2) About 70 miles from Louisville, I look over and a sign said "USED COWS FOR SALE." I shit you not. I have no idea what this could mean. At all. I'm so puzzled. Zule said "I prefer my cows to be virgins".

We were also blocked in traffic by trucks with large amounts of hay. I saw about five "China Buffet"s. I want to open one named "Va China Buffet".

This weirdness is nothing compared to San Diego though. One night, we were awoken by a loud banging noise outside our apartment, apparently a transexual in a wig was trying to break into our downstairs neighbors' patio. And that was on a weeknight at 9:30 p.m.

I love saying scotus, instead of supreme court of the united states. It sounds like "scrotum". The scotus is losing a non-scrotum wielding member.

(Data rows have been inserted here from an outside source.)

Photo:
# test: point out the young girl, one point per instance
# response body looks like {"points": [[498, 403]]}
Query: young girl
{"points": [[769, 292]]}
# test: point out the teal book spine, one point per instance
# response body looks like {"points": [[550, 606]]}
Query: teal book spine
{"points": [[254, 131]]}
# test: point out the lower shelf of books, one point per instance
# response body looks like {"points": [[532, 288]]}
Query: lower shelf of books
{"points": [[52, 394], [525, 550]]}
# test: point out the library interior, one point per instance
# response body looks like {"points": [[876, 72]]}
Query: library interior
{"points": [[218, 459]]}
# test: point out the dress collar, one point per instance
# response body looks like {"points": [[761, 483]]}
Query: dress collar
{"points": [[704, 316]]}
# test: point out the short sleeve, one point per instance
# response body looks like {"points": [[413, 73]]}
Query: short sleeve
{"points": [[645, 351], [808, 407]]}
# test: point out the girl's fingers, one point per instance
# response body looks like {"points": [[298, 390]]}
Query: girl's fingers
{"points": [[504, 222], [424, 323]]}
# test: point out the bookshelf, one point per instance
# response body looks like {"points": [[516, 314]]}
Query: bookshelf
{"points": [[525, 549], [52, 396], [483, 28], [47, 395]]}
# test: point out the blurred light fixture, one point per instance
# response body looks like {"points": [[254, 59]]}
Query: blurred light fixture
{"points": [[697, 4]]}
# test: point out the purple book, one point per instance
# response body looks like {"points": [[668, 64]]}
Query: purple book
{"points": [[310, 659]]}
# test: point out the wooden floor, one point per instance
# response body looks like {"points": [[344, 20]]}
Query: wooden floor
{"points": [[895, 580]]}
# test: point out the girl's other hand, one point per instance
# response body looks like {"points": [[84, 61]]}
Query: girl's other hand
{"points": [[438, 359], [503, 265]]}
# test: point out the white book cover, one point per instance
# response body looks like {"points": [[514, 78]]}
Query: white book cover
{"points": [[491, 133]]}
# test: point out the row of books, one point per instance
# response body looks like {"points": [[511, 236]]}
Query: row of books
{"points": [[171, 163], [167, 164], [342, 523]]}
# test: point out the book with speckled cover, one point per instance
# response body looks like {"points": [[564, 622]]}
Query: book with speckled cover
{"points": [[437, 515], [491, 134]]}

http://www.msnbc.msn.com/id/8430976/

Personally, I have no issue with a conservative appointment, as long as they are center and choice. I urge everyone to call their Senators and make your voice heard. It may have no effect, but, at least once I've done that I'll feel better about the appointee. Ladies, the years of reproductive freedom, however limited it may be, might be ending in this country. So don't drunk fuck dudes at parties, or you'll have to go to Canada if you get pregnant, or some butcher doctor who lost his medical license to have an abortion. I'm different than most pro-choice people though, I don't argue that it is not terminating a life, I just think that it is a totally unique situation, in which the life-to-be is dependent on the host. Until a "life" is viable outside of the womb, it should be a woman's sole discretionary decision as to what to do.

Last night, my friend Scott came over and we went to El Tarasco with Zule and the kids. Fun times! I tied a bandana around my leg a.k.a. the Silver Spoons look to see if anyone would comment. No one did. Well, we have to drive to Tennessee today. And I have to babysit tonight. My sister called me last night for my friend Charlie's number and said "Can I have Charlie's number? He's having a birthday party. You're not invited yet, can you babysit?" That's cold dawg. Charlie did call to invite me later, but I think it was a pity invite. I'll take it out on him in law school. He's going to be entering at the same time as I.